Cook provides peek at Packers' potential

Tom Silverstein
Milwaukee Journal Sentinel
View Comments

SANTA CLARA, Calif. - The Green Bay Packers' offense got a preview of what it will be like to have tight end Jared Cook in the lineup, but it was just a tease because the real test of his impact this season will come when receiver Jordy Nelson returns.

Based on the four catches for 54 yards and four first downs Cook had in a little over a quarter of play in the Packers’ 21-10 victory over the San Francisco 49ers on Friday, the big free-agent pickup may cause some big problems.

“Another weapon for A-Rod,” running back Eddie Lacy said. “It’s dangerous for opponents. It’s real scary. I can’t wait to see myself when I’m playing.”

The Packers won’t find out what Nelson can do for Cook and Cook can do for Nelson until Week 1 against the Jacksonville Jaguars. Nelson took part in pregame warm-ups for the second straight week, but he won’t play during the exhibition season.

They did, however, get a chance to see Cook play live with quarterback Aaron Rodgers and while three of Cook’s catches came with Joe Callahan at quarterback, there was evidence that this offense will have a different look with Cook bringing his talents to multiple positions in coach Mike McCarthy’s scheme.

“I think he’s going to be a big part of our offense," Rodgers said. "He made a lot of plays out there. He did a good job on the basic route on third down that I hit him on. He made some contested catches tonight which was nice to see. He did a good job with the ball in his hands.

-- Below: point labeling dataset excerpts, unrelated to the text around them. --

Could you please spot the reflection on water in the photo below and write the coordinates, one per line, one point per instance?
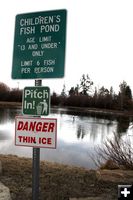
(76, 137)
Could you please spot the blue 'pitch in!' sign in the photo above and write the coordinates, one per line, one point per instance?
(39, 45)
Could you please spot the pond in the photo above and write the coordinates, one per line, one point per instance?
(78, 135)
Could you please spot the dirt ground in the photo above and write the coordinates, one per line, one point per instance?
(60, 182)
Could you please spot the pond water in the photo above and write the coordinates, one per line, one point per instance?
(78, 135)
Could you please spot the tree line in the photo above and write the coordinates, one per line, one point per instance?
(84, 94)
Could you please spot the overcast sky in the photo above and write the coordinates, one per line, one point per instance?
(99, 41)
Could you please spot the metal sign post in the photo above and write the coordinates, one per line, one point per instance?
(36, 164)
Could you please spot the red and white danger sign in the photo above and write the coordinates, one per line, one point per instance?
(35, 132)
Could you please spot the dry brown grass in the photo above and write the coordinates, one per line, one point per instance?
(57, 182)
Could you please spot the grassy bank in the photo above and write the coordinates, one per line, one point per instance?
(59, 182)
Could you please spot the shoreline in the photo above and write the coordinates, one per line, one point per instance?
(59, 181)
(85, 110)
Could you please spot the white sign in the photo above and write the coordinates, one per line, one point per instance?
(36, 132)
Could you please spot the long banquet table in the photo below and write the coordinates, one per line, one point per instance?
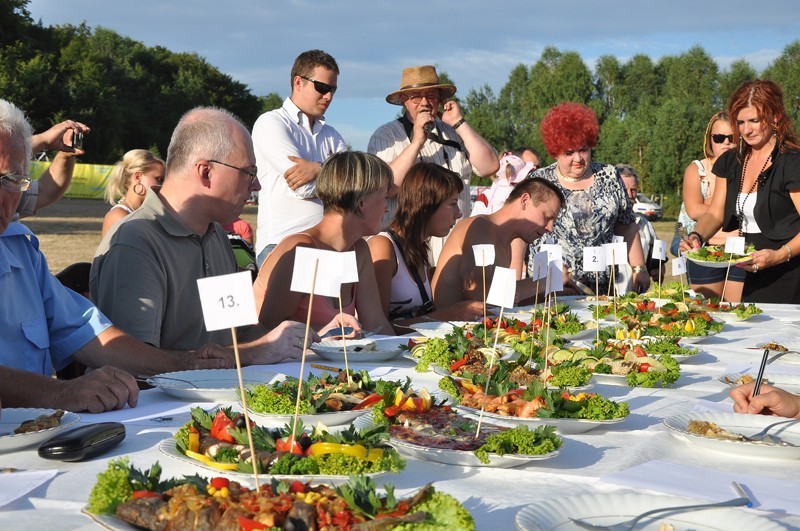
(494, 496)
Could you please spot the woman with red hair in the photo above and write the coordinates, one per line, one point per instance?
(758, 193)
(597, 206)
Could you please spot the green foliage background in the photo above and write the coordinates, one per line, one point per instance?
(652, 114)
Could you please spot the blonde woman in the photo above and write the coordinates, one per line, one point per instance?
(128, 183)
(698, 189)
(352, 187)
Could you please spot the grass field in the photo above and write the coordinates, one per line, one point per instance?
(69, 231)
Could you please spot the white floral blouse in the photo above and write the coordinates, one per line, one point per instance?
(587, 219)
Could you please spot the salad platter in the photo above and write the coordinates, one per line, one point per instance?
(358, 350)
(714, 256)
(723, 432)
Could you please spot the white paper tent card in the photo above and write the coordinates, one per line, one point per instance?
(332, 270)
(503, 288)
(660, 250)
(594, 259)
(484, 254)
(539, 265)
(679, 266)
(616, 253)
(227, 301)
(555, 276)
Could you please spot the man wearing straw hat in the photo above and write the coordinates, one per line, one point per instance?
(421, 134)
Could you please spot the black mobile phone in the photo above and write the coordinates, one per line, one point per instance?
(83, 442)
(77, 140)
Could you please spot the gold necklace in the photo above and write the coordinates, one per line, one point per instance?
(573, 179)
(743, 197)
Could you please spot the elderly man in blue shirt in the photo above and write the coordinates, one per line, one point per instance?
(44, 326)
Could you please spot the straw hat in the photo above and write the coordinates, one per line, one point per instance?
(420, 77)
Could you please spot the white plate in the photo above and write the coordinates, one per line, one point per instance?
(167, 447)
(464, 457)
(719, 265)
(11, 419)
(563, 426)
(610, 379)
(209, 385)
(738, 423)
(607, 509)
(787, 382)
(358, 351)
(456, 457)
(438, 328)
(337, 418)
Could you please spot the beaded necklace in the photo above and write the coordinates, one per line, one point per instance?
(573, 179)
(741, 199)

"He’s a big body who has some athleticism. He did a good job with the stiff arm on the catch on the sideline. That was impressive to watch. It’s going to be fun for us to grow that chemistry over the season. We need him to stay healthy, but he made some really nice plays tonight.”

In his second series with Rodgers, the offense went 87 yards on 14 plays for a touchdown. Rodgers hit receiver Randall Cobb three times for 30 yards, including a 6-yard score, connected once for nine yards with rookie receiver Trevor Davis and handed off to Lacy four times for 34 yards.

“That’s kind of how offenses are built, we kind of help each other,” Cook said. “We can pull coverages in different directions and open it up for the next guy behind you. So, I feel like I can definitely help this offense with that.”

Cook did not stretch the field the way he might be asked to do later in the season, but once Rodgers left he showed he can be a guy who can keep drives going. Callahan went to Cook when he really needed him, once on a third and 5 at the San Francisco 48 and once on fourth and four at the San Francisco 32.

On the third-down play, Callahan hit Cook over the middle right at the sticks and Cook turned his 6-5, 254-pound body around and gained another five yards as multiple tacklers tried to bring him down.

On the fourth-down play, Cook got matched up with a cornerback on the left side and ran a slant. Callahan hit him seven yards down the field and Cook dragged Marcus Cromartie another five yards.

“He’s a big target,” Callahan said. “He’s athletic. He kept making catches that kept drives going. It’s not surprising. We see it in practice. He comes off the ball so well. He’s going to be a big weapon in this offense.”

Cook said this game was just another step in the progression he is making in learning the offense and how to play with Rodgers.

His night was hardly perfect. The most questionable part of his game is blocking and that was evident when on the first series he had a one-on-one block with linebacker Tank Carradine and wound up holding him in order to keep him from decking Rodgers.

The Packers overcame the penalty, but unless Cook shows he can regularly make blocks like that, he’s not going to be on the field every down. Of course, starter Richard Rodgers also had a whiff on a one-on-one pass block, so at this point Cook is not that much more of a liability.

“I felt like things went all right,” Cook said. “But I’m still growing, I’m still getting better. There’s always plays you wish you could have back. You have to learn from them and move forward.”

The biggest thing for Cook is to get used to the fast tempo the Packers run and the way Rodgers manages the line of scrimmage. After that, he has to get a feel for how Rodgers wants various routes to be run and where are the spots he can be most effective.

Cook has lined up outside as a receiver, in the slot, flexed off the line and with his hand down thus far. McCarthy likes to also use his tight ends in the backfield and Cook even had to lead block for running back James Stark in a formation where he and Cobb were stacked in front of Starks.

“I think it went really well,” Cook said. “Still some things to improve on, but I feel like the timing and the tempo went pretty good. It was definitely uptempo and a little faster paced, but I think everybody did a pretty good job of playing together.

“The chemistry was pretty good.”

Green Bay Packers tight end Jared Cook (89) runs with the football against San Francisco 49ers strong safety Jaquiski Tartt (29) during the first quarter at Levi's Stadium.